Tuesday, 30 January 2024: 9:30 AM
345/346 (The Baltimore Convention Center)
We describe an approach that incorporates the equations of physical processes into a neural network structure whereby these equations represent known physical laws and where multilayer perceptron modules (MLPs) represent physical processes that are difficult to express analytically. This structure seeks to enforce physical laws within a data-driven approach making efficient use of neural network capacity and training data. This structure also allows for physical interpretations of various network nodes and network flows. We demonstrate this approach for prediction of shortwave radiative heat transfer. We hard code the equations for Beer's law and the adding-doubling method. MLPs compute the spectral decomposition, scattering, and the dependence of the mass extinction coefficients on temperature and pressure. Specific network nodes may be interpreted as optical depths and the coefficients of transmission, reflection, and absorption at individual atmospheric layers. Pathways in the network may be interpreted as components of the direct and diffuse radiative fluxes. We train a single network structure with approximately 1,200 weights, incorporating the entirety of these hard-coded physical laws and MLPs. The training loss function includes errors in flux and errors in heating rates computed from the downwelling direct radiative flux and the total downwelling and upwelling radiative fluxes.
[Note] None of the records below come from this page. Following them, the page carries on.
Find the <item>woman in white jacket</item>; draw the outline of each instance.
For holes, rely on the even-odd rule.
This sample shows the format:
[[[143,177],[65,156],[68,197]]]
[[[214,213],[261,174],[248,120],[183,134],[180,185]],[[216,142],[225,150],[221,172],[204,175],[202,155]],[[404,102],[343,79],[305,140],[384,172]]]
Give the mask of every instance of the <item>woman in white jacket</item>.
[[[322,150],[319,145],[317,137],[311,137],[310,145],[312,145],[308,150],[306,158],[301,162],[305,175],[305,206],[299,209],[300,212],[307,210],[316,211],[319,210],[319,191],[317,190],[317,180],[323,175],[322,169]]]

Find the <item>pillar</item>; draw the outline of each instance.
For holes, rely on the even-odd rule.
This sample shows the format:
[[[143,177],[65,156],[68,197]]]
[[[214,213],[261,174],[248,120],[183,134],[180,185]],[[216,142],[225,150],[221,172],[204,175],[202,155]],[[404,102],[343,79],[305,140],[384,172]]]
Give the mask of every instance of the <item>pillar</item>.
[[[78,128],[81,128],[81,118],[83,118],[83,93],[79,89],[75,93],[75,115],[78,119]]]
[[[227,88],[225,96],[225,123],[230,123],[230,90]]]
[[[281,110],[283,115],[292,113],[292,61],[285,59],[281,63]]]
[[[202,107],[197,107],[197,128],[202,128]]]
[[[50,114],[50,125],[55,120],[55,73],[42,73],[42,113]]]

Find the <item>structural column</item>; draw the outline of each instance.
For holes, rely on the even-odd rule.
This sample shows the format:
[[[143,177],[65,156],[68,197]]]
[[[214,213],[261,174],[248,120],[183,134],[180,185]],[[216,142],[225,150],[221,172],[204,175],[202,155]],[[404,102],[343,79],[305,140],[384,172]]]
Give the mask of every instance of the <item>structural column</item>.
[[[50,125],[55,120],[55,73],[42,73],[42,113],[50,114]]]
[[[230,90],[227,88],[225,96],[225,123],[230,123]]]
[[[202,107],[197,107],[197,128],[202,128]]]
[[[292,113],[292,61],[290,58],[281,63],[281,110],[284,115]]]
In off-line emulation experiments, this system was trained and validated against the radiative flux and heating rates generated by RTE+RRTMGP (Pincus, Mlawer, and Delamere, 2019). Input data was sampled from several years of worldwide reanalysis data from the Copernicus Atmosphere Monitoring Service (CAMS) where each data point included the solar zenith angle and surface albedo as well a 60 layer atmospheric profile of temperature, pressure, water vapor, liquid water, ice water, O3, CO2, N2O, and CH4. On testing data which was collected over a time period that was disjoint from the training data, the system had a heating rate root-mean-square-error (RMSE) of less than 0.18 K day-1 and a flux RMSE of less than 3 W m-2.